Yu Fenghui: It Is Difficult To Save Russia'S Economy By Monetary Policy Alone.
The massive devaluation of the rouble has brought unprecedented impact on the Russian economy. The first is that domestic inflation is rising rapidly. In November, inflation rose by 9.1% in Russia, and if the rouble continues to depreciate, the inflation rate will soon exceed 10%. The consequences of inflation not only make domestic prices rise, increase people's living costs, increase people's living burden, but also looting people's wealth.
The devaluation of Russian currency has made the domestic economy worse. The devaluation of the currency is beneficial to exports to a certain extent, but the export prices of Russia, mainly oil and other energy resources, are falling sharply. Especially, the price of light crude oil in New York has fallen below 55 US dollars per barrel. The greater the loss of Russian exports, the less the exchange rate will be. Inflation is a nightmare for the domestic real economy. Russia's economic growth has seen zero growth.
To cope with the crisis, the most important means of Russia's current monetary policy is to raise interest rates and sell dollars to stabilize the rouble exchange rate. In December 11th, in response to high inflation, the Central Bank of Russia announced that the key interest rate rose from 9.5% to 10.5%. In December 16th, the Central Bank of Russia raised its key interest rate from 10.5% to 17%. This is the second central bank's interest rate hike in less than a week, which aims to prevent the rouble from devaluing and preventing inflation. However, raising interest rates is a double-edged sword. Raising interest rates to raise the value of the currency can ease residents' selling of roubles, play a stabilizing role in money and slow inflation. But raising interest rates will further stifle economic growth, raising the financing cost of domestic enterprises and increasing the burden of domestic enterprises.
Selling dollar against rouble exchange rate Going down is not a radical solution. Russia currently has a total foreign reserves of less than 400 billion dollars, and next year is the peak of its international debt repayment. Dumping the US dollar to save the ruble exchange rate will probably drain the US dollar reserves and eventually lead to the collapse of the Russian economy.
The US Federal Reserve is stepping into the interest rate increase channel, and the US dollar has entered. appreciation Cycle, which will continue to prompt the rapid depreciation of the rouble, will offset the effectiveness of monetary policy such as the central bank's interest rate hike. It is difficult to withstand the selling pressure when it is stored for about 400000000000 dollars. On the one hand, residents and investors fear the ruble's depreciation, which drives them to sell roubles and hold the dollar. On the other hand, the Central Bank of Russia intervenes in the exchange rate to sell dollars. Even more fatal is that Russia's foreign reserves are basically out of the state, and the oil price of foreign exchange earnings has plummeted, which has greatly reduced its US dollar foreign exchange inflow. A huge loss of US dollar and a huge reduction in foreign reserves make Russia's foreign exchange reserves and even the whole economy more and more worrying. This situation can not be solved by relying on monetary policy and individual advance.
save Russian economy The radical solution to the downturn, financial risks and foreign exchange plight is to seek international cooperation quickly and improve relations with the developed economies such as the European Union and the United States from the political level.
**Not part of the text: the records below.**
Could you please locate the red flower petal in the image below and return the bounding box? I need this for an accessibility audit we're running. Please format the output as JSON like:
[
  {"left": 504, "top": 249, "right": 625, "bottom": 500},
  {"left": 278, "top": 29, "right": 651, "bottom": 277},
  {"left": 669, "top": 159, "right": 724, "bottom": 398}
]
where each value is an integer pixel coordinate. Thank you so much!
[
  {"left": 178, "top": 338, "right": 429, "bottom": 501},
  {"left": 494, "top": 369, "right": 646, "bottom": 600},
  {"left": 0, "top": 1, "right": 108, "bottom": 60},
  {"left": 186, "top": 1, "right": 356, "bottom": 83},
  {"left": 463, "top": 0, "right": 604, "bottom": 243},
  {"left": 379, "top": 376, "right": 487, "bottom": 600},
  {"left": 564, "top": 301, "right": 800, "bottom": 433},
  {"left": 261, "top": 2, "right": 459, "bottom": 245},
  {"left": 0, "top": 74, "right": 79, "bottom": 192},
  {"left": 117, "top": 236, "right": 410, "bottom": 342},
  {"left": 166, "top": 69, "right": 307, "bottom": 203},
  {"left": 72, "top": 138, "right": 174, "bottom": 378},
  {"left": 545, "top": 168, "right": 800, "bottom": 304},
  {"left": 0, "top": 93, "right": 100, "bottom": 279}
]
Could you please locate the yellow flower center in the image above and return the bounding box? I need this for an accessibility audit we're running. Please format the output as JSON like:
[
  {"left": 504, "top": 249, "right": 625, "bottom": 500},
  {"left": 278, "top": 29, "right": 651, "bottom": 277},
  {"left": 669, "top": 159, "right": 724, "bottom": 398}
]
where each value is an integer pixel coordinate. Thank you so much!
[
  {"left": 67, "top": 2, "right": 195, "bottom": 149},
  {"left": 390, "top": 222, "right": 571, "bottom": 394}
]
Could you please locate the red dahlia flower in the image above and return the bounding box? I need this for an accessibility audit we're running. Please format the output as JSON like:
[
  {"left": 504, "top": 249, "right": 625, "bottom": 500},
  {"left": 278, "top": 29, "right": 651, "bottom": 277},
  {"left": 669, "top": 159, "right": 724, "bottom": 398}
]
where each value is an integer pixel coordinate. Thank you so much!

On the one hand, the international oil price will be stabilized as soon as possible, and the trend of further decline will be prevented, so as to stabilize Russia's foreign exchange reserves and replenish its continuous "ammunition" to intervene in the exchange rate. Once the ruble exchange rate stabilizes, all the problems of the Russian economy will be solved. On the other hand, seek international cooperation to seek financial assistance from the IMF or other economies, so that Russia can survive the current economic and financial difficulties. The aim of the International Monetary Fund is to save the nation, and the International Monetary Fund should give a helping hand to Russia at the most urgent stage. Of course, the premise is that Russia must take negotiations with the international community to settle disputes as soon as possible on international issues such as Eastern Ukraine. Compromise and strategic concession are often the embodiment of wisdom.
Russia, as an open power, including its exchange rate and currency exchange, has been completely marketization and internationalization. Under such circumstances, the domestic economy is constrained by the international political and economic climate. Even if the domestic economic and financial problems are not resolved by Russia alone, it must rely on international forces, which is a major characteristic of the open economy. Creating a relaxed international political and economic environment as soon as possible is the only way to solve the current Russian economic and financial crisis.